Altro punto fondamentale, che, se non è proprio una regola, certo presuppone un codice di comportamento: un gruppo di lettura non è un processo. Non si è lì per dar torto o ragione a nessuno, né al testo che si legge né al suo autore o alla sua autrice né tanto meno ad alcuno dei membri. Non c’è mai uno che, per quanto acuti e luminosi siano i suoi argomenti, abbia più voce in capitolo di un altro. Il parere di uno è uguale al parere di un altro, quand’anche i pareri dovessero divergere al massimo, e il parere di ciascuno è parere del gruppo. Nel gruppo di lettura si pensa individualmente, ma si discute collettivamente. Il gruppo è un cervello vario, perfino contraddittorio. Non esistono – perché la letteratura così vuole e perché il gruppo impara a ragionare come la letteratura – conclusioni certe, ma riflessioni sempre provvisorie, che per la fine dell’ora e mezza pervengono sì a un qualche punto fermo, ma mai a una interpretazione unilaterale e definitiva. Il gruppo di lettura è un Sovra-Lettore. Quel che elabora non sarebbe mai potuto uscire dalla testa di uno solo. È un crogiolo di sensibilità diverse, di punti di vista diversi, di passioni diverse. È una democrazia. Mi dico, quando scelgo il brano della settimana: questo metterà d’accordo tutti. Invece, non è così. Quel che piace a me, non piace per forza a tutti quanti, e ognuno reagisce al testo a suo modo, sia durante la lettura privata sia durante la discussione.

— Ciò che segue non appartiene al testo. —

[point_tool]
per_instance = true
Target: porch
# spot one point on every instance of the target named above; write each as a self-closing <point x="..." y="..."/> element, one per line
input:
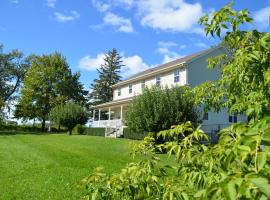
<point x="111" y="116"/>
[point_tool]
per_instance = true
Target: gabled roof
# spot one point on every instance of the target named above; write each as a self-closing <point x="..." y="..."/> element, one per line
<point x="163" y="67"/>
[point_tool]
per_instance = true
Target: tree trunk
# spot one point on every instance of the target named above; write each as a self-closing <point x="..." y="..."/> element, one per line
<point x="43" y="125"/>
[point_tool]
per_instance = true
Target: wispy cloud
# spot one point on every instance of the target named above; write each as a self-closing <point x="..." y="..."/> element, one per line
<point x="262" y="18"/>
<point x="51" y="3"/>
<point x="119" y="23"/>
<point x="132" y="64"/>
<point x="14" y="1"/>
<point x="166" y="50"/>
<point x="61" y="17"/>
<point x="100" y="6"/>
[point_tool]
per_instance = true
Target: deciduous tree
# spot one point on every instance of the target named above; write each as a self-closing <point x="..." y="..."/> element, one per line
<point x="49" y="82"/>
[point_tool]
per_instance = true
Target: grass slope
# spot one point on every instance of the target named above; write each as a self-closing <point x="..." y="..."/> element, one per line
<point x="45" y="166"/>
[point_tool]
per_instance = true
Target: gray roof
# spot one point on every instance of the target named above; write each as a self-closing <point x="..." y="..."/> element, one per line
<point x="174" y="62"/>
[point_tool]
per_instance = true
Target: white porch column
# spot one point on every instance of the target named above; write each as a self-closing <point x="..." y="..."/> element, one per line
<point x="99" y="117"/>
<point x="94" y="112"/>
<point x="121" y="114"/>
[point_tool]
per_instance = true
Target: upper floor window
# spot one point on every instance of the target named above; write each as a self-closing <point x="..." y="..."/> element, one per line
<point x="119" y="91"/>
<point x="130" y="88"/>
<point x="143" y="84"/>
<point x="158" y="80"/>
<point x="205" y="116"/>
<point x="176" y="75"/>
<point x="233" y="118"/>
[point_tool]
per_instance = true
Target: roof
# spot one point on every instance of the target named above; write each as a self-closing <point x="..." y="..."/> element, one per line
<point x="114" y="102"/>
<point x="164" y="66"/>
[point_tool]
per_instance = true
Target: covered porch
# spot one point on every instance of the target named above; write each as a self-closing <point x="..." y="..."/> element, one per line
<point x="111" y="114"/>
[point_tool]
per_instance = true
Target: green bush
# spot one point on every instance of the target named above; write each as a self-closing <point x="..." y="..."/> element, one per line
<point x="159" y="108"/>
<point x="129" y="134"/>
<point x="94" y="131"/>
<point x="27" y="128"/>
<point x="79" y="129"/>
<point x="69" y="115"/>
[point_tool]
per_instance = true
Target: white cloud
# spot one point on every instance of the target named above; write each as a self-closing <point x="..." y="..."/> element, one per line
<point x="201" y="45"/>
<point x="165" y="49"/>
<point x="101" y="7"/>
<point x="170" y="15"/>
<point x="132" y="64"/>
<point x="90" y="63"/>
<point x="14" y="1"/>
<point x="51" y="3"/>
<point x="121" y="24"/>
<point x="60" y="17"/>
<point x="262" y="17"/>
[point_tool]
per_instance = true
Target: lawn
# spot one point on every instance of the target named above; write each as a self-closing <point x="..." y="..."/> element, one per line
<point x="46" y="166"/>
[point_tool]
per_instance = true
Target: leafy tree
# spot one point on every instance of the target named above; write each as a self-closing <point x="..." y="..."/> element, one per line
<point x="69" y="115"/>
<point x="160" y="108"/>
<point x="238" y="167"/>
<point x="244" y="86"/>
<point x="235" y="168"/>
<point x="108" y="76"/>
<point x="49" y="82"/>
<point x="13" y="67"/>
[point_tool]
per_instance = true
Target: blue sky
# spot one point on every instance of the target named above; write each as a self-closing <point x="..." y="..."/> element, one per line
<point x="145" y="32"/>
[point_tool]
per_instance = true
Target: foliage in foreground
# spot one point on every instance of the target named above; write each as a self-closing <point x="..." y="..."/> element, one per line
<point x="159" y="108"/>
<point x="69" y="115"/>
<point x="244" y="86"/>
<point x="235" y="168"/>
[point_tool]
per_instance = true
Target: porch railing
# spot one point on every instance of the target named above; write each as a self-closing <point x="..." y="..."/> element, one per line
<point x="107" y="123"/>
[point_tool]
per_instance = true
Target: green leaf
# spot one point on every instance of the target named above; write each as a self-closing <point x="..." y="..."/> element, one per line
<point x="262" y="184"/>
<point x="261" y="160"/>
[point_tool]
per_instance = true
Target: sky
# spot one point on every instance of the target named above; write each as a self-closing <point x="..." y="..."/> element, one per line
<point x="145" y="32"/>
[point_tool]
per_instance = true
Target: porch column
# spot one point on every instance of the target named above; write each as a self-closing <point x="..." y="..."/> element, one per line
<point x="121" y="114"/>
<point x="99" y="117"/>
<point x="94" y="112"/>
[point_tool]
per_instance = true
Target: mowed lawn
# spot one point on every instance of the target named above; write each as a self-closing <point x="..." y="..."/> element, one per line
<point x="46" y="166"/>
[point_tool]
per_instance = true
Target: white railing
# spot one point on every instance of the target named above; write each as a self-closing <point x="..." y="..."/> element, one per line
<point x="107" y="123"/>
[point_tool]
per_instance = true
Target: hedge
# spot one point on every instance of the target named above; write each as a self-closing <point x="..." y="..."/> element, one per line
<point x="132" y="135"/>
<point x="26" y="128"/>
<point x="94" y="131"/>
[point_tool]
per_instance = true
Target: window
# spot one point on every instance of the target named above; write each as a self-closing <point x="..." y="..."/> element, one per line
<point x="233" y="118"/>
<point x="176" y="75"/>
<point x="143" y="84"/>
<point x="129" y="88"/>
<point x="158" y="80"/>
<point x="119" y="91"/>
<point x="205" y="116"/>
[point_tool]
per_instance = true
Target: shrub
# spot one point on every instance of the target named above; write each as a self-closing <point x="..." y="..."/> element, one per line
<point x="79" y="129"/>
<point x="159" y="108"/>
<point x="94" y="131"/>
<point x="235" y="168"/>
<point x="129" y="134"/>
<point x="69" y="115"/>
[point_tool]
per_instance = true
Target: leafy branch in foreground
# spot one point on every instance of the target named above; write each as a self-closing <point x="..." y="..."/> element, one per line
<point x="237" y="167"/>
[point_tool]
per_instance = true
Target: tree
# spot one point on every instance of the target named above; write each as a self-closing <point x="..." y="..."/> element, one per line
<point x="108" y="76"/>
<point x="159" y="108"/>
<point x="49" y="82"/>
<point x="244" y="86"/>
<point x="238" y="167"/>
<point x="69" y="115"/>
<point x="13" y="67"/>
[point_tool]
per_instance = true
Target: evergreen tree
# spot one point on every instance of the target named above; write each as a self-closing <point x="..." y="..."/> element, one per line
<point x="108" y="76"/>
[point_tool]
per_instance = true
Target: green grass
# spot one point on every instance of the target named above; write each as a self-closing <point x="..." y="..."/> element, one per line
<point x="46" y="166"/>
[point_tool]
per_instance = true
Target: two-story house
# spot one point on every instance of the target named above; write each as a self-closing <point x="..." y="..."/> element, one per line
<point x="191" y="70"/>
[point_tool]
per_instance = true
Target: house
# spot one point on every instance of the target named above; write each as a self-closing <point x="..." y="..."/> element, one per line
<point x="191" y="70"/>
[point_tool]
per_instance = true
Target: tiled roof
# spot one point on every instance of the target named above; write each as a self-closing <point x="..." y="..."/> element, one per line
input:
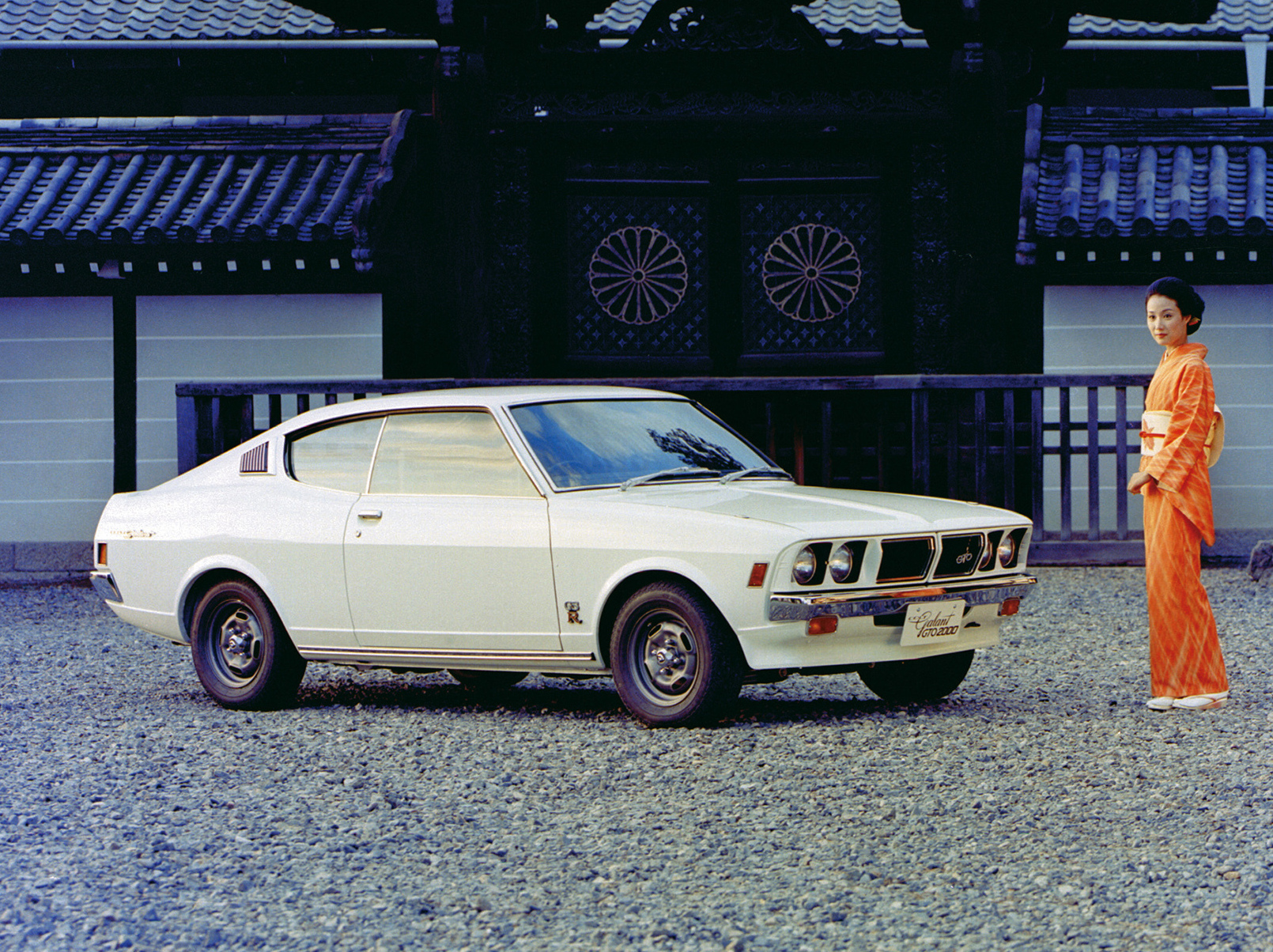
<point x="882" y="19"/>
<point x="133" y="181"/>
<point x="1233" y="18"/>
<point x="874" y="18"/>
<point x="62" y="21"/>
<point x="1139" y="173"/>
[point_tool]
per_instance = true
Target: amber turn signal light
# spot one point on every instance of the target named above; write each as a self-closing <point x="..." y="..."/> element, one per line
<point x="822" y="625"/>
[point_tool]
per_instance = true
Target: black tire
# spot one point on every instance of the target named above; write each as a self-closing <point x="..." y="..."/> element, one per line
<point x="486" y="680"/>
<point x="242" y="653"/>
<point x="917" y="680"/>
<point x="675" y="659"/>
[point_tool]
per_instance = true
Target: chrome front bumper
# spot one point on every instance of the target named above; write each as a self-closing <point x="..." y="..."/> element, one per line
<point x="853" y="605"/>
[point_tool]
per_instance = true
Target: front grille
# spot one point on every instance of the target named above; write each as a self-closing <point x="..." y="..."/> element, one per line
<point x="904" y="559"/>
<point x="960" y="557"/>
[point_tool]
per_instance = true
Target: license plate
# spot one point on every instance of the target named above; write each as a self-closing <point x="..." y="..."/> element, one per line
<point x="930" y="622"/>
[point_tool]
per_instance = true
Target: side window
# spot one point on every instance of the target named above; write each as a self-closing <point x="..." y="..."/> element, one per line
<point x="336" y="457"/>
<point x="452" y="453"/>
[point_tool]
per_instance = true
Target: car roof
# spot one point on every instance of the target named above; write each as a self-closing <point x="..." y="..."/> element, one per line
<point x="475" y="398"/>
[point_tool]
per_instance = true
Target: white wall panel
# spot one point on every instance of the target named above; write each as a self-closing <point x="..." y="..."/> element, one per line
<point x="240" y="338"/>
<point x="1103" y="330"/>
<point x="56" y="417"/>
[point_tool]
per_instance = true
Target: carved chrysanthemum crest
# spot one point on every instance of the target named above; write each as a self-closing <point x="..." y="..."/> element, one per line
<point x="811" y="273"/>
<point x="638" y="275"/>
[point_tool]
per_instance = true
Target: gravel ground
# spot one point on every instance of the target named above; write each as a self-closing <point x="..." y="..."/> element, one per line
<point x="1041" y="807"/>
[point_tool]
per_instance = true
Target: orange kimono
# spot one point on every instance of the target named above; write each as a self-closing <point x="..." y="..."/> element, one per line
<point x="1184" y="645"/>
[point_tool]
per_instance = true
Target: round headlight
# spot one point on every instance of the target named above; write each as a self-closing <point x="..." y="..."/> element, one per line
<point x="1007" y="551"/>
<point x="805" y="567"/>
<point x="988" y="555"/>
<point x="840" y="563"/>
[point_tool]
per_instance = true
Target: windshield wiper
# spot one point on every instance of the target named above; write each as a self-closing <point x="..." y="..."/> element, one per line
<point x="753" y="470"/>
<point x="661" y="474"/>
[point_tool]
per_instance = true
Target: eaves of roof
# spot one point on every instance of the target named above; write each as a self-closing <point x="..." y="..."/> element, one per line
<point x="181" y="179"/>
<point x="881" y="21"/>
<point x="39" y="23"/>
<point x="1139" y="173"/>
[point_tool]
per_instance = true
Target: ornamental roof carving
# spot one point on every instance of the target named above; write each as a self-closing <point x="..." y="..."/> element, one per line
<point x="1166" y="175"/>
<point x="190" y="181"/>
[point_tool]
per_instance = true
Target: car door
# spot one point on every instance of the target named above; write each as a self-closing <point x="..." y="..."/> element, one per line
<point x="448" y="549"/>
<point x="302" y="528"/>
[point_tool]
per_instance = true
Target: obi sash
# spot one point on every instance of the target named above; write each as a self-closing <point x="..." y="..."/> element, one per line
<point x="1154" y="430"/>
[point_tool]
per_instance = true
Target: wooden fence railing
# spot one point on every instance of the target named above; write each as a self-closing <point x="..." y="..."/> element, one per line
<point x="979" y="438"/>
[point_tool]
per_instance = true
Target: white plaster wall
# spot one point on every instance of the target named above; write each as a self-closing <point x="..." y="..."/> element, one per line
<point x="56" y="417"/>
<point x="263" y="338"/>
<point x="1101" y="330"/>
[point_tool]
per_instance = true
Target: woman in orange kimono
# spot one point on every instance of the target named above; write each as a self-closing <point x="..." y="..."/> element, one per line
<point x="1187" y="668"/>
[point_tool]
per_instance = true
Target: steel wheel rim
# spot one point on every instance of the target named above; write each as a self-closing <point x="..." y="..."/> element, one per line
<point x="237" y="644"/>
<point x="666" y="658"/>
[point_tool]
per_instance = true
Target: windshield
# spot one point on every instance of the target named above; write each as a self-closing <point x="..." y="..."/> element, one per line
<point x="607" y="442"/>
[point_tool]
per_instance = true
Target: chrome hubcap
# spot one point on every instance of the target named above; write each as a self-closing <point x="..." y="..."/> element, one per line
<point x="238" y="644"/>
<point x="669" y="659"/>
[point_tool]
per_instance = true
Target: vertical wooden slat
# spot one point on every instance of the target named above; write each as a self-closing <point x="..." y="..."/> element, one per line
<point x="953" y="446"/>
<point x="980" y="484"/>
<point x="770" y="432"/>
<point x="215" y="432"/>
<point x="826" y="443"/>
<point x="1010" y="451"/>
<point x="1094" y="463"/>
<point x="1066" y="482"/>
<point x="187" y="433"/>
<point x="246" y="420"/>
<point x="920" y="479"/>
<point x="799" y="450"/>
<point x="1120" y="459"/>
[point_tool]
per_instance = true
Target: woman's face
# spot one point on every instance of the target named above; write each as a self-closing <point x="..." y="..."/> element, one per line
<point x="1166" y="323"/>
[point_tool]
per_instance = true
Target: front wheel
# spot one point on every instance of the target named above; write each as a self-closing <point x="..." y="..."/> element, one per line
<point x="242" y="653"/>
<point x="917" y="680"/>
<point x="675" y="659"/>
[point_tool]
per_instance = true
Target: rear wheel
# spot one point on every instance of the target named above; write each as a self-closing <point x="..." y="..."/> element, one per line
<point x="675" y="659"/>
<point x="917" y="680"/>
<point x="242" y="653"/>
<point x="486" y="680"/>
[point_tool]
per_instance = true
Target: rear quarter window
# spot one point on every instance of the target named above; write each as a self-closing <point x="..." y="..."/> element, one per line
<point x="335" y="457"/>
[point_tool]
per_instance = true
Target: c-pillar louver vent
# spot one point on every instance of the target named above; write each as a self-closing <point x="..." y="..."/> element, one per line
<point x="256" y="459"/>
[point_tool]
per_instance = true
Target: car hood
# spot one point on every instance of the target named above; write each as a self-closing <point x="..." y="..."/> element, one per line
<point x="822" y="512"/>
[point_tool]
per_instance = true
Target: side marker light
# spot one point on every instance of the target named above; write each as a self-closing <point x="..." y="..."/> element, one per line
<point x="822" y="625"/>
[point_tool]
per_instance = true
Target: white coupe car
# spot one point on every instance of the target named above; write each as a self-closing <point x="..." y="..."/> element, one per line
<point x="571" y="531"/>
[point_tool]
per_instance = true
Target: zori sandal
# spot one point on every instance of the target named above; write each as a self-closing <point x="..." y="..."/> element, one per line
<point x="1202" y="701"/>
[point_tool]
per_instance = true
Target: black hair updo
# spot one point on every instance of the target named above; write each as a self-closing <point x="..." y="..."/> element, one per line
<point x="1189" y="302"/>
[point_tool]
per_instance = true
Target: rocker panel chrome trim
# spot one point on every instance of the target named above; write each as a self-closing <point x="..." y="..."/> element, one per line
<point x="434" y="658"/>
<point x="853" y="605"/>
<point x="104" y="584"/>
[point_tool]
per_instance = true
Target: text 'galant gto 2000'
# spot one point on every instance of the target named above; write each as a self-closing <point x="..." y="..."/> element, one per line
<point x="572" y="531"/>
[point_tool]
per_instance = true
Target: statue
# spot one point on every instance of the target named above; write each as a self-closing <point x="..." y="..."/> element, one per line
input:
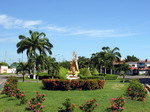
<point x="74" y="69"/>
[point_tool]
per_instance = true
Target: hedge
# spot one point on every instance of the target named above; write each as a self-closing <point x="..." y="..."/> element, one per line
<point x="111" y="77"/>
<point x="60" y="84"/>
<point x="92" y="77"/>
<point x="107" y="77"/>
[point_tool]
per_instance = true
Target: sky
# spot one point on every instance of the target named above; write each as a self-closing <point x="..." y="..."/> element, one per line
<point x="84" y="26"/>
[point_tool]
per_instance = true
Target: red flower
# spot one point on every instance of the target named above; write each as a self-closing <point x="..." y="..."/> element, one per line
<point x="22" y="94"/>
<point x="42" y="106"/>
<point x="129" y="88"/>
<point x="39" y="103"/>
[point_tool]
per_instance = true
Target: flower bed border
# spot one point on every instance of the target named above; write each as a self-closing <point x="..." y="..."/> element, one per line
<point x="60" y="84"/>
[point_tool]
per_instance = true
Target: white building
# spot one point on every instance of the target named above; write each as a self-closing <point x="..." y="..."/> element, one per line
<point x="5" y="69"/>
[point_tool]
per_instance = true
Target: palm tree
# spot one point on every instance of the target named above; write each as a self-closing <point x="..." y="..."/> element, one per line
<point x="111" y="55"/>
<point x="23" y="68"/>
<point x="34" y="45"/>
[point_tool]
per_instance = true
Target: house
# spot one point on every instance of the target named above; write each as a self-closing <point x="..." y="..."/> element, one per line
<point x="136" y="68"/>
<point x="140" y="67"/>
<point x="5" y="69"/>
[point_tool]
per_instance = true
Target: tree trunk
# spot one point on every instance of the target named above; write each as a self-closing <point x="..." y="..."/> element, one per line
<point x="110" y="71"/>
<point x="34" y="70"/>
<point x="23" y="76"/>
<point x="105" y="70"/>
<point x="123" y="78"/>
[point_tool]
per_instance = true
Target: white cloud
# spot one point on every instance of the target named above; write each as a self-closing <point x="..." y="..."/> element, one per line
<point x="101" y="33"/>
<point x="31" y="23"/>
<point x="55" y="28"/>
<point x="12" y="22"/>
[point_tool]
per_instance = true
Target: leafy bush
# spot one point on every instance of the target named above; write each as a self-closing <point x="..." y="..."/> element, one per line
<point x="59" y="84"/>
<point x="107" y="77"/>
<point x="111" y="77"/>
<point x="68" y="106"/>
<point x="117" y="104"/>
<point x="35" y="103"/>
<point x="62" y="72"/>
<point x="89" y="106"/>
<point x="95" y="72"/>
<point x="85" y="72"/>
<point x="42" y="74"/>
<point x="20" y="95"/>
<point x="136" y="91"/>
<point x="92" y="77"/>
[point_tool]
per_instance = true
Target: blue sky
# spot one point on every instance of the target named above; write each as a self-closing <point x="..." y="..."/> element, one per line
<point x="82" y="25"/>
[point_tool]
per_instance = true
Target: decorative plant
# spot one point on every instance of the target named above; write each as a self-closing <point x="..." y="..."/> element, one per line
<point x="89" y="106"/>
<point x="117" y="104"/>
<point x="68" y="106"/>
<point x="35" y="103"/>
<point x="136" y="91"/>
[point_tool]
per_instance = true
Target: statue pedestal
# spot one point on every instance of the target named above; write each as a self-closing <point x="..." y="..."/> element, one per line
<point x="71" y="77"/>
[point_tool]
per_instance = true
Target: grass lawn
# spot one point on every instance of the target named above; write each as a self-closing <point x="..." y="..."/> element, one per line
<point x="54" y="99"/>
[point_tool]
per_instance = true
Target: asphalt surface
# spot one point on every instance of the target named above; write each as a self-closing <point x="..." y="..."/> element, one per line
<point x="143" y="79"/>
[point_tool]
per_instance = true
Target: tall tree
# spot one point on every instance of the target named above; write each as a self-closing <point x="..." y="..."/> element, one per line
<point x="131" y="58"/>
<point x="23" y="68"/>
<point x="34" y="45"/>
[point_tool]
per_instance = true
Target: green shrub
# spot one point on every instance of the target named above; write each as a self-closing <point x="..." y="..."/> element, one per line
<point x="89" y="106"/>
<point x="92" y="77"/>
<point x="68" y="106"/>
<point x="60" y="84"/>
<point x="95" y="72"/>
<point x="117" y="104"/>
<point x="85" y="72"/>
<point x="111" y="77"/>
<point x="35" y="104"/>
<point x="136" y="91"/>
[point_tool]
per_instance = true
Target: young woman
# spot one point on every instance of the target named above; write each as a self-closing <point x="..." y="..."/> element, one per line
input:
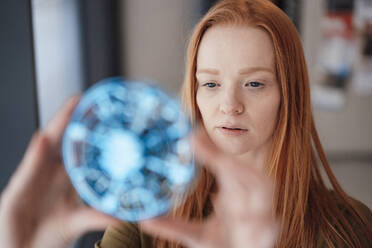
<point x="247" y="89"/>
<point x="247" y="84"/>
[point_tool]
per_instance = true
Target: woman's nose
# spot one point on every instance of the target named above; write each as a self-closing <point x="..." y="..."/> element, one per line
<point x="230" y="103"/>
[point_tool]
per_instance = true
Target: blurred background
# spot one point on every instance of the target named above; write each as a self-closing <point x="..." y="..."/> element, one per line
<point x="52" y="49"/>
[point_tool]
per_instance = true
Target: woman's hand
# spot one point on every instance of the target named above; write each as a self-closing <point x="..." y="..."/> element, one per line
<point x="242" y="208"/>
<point x="39" y="207"/>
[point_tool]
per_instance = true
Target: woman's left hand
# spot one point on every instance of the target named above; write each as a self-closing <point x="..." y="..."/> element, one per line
<point x="243" y="215"/>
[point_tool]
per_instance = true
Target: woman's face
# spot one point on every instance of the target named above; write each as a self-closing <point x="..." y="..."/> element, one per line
<point x="237" y="93"/>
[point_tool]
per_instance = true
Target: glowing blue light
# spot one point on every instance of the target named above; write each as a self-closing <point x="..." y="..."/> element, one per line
<point x="126" y="150"/>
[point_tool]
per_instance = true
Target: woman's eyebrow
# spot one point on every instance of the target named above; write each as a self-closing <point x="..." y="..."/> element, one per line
<point x="255" y="69"/>
<point x="207" y="71"/>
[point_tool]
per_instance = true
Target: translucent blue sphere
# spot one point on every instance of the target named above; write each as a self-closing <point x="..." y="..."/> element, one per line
<point x="127" y="150"/>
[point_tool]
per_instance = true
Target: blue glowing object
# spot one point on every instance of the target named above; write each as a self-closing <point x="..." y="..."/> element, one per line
<point x="127" y="152"/>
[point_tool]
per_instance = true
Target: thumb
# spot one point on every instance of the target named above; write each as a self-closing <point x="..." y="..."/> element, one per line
<point x="88" y="219"/>
<point x="188" y="233"/>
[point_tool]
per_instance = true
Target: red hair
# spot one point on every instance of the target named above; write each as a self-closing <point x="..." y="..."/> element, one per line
<point x="307" y="209"/>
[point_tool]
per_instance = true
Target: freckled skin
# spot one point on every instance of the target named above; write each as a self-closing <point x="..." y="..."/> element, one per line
<point x="231" y="91"/>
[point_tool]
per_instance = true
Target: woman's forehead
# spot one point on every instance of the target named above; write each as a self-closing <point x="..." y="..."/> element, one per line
<point x="235" y="45"/>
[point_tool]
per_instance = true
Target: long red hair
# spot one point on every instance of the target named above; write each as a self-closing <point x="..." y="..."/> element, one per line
<point x="305" y="206"/>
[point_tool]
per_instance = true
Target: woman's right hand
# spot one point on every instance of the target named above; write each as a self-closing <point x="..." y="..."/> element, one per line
<point x="39" y="207"/>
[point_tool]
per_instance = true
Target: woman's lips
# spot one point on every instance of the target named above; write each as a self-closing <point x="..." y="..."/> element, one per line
<point x="232" y="131"/>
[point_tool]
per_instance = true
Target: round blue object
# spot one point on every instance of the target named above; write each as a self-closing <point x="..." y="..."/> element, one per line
<point x="127" y="151"/>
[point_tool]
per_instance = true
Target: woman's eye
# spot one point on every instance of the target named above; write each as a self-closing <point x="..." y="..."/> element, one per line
<point x="254" y="84"/>
<point x="210" y="85"/>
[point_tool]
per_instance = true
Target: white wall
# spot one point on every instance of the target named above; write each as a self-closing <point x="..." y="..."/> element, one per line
<point x="155" y="37"/>
<point x="57" y="54"/>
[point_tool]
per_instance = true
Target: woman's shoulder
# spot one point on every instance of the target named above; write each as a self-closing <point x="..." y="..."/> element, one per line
<point x="124" y="235"/>
<point x="357" y="227"/>
<point x="359" y="206"/>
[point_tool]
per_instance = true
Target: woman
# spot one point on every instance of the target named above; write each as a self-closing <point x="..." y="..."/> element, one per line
<point x="247" y="86"/>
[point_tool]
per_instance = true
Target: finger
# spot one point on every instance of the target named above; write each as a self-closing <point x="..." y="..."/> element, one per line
<point x="57" y="125"/>
<point x="206" y="152"/>
<point x="88" y="219"/>
<point x="187" y="233"/>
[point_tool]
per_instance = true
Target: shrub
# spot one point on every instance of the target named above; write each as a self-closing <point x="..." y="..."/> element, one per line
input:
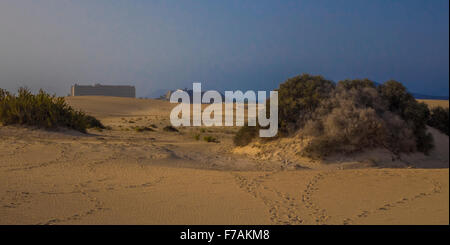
<point x="93" y="122"/>
<point x="170" y="128"/>
<point x="211" y="139"/>
<point x="298" y="98"/>
<point x="197" y="136"/>
<point x="439" y="119"/>
<point x="42" y="110"/>
<point x="245" y="135"/>
<point x="351" y="116"/>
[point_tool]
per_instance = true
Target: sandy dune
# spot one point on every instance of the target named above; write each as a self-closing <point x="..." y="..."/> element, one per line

La felicità che cercavamo non era un miraggio. La troviamo ogni volta nella bellezza del brano selezionato, nello scambio paritario, nella voglia di illuminarci a vicenda, nel piacere di pensare con gli altri – le pagine in esame e i compagni stessi del gruppo – e di uscire trasformati dalla discussione, e nella scoperta progressiva di sensi più profondi, cui da soli non avremmo avuto né la fortuna né la virtù di spingerci. E quella felicità resta, rendendoci sempre più pronti a studiare la complessità della vita, altrui e nostra, e a credere che non tutto, proprio come quando si legge, sia ancora stato capito.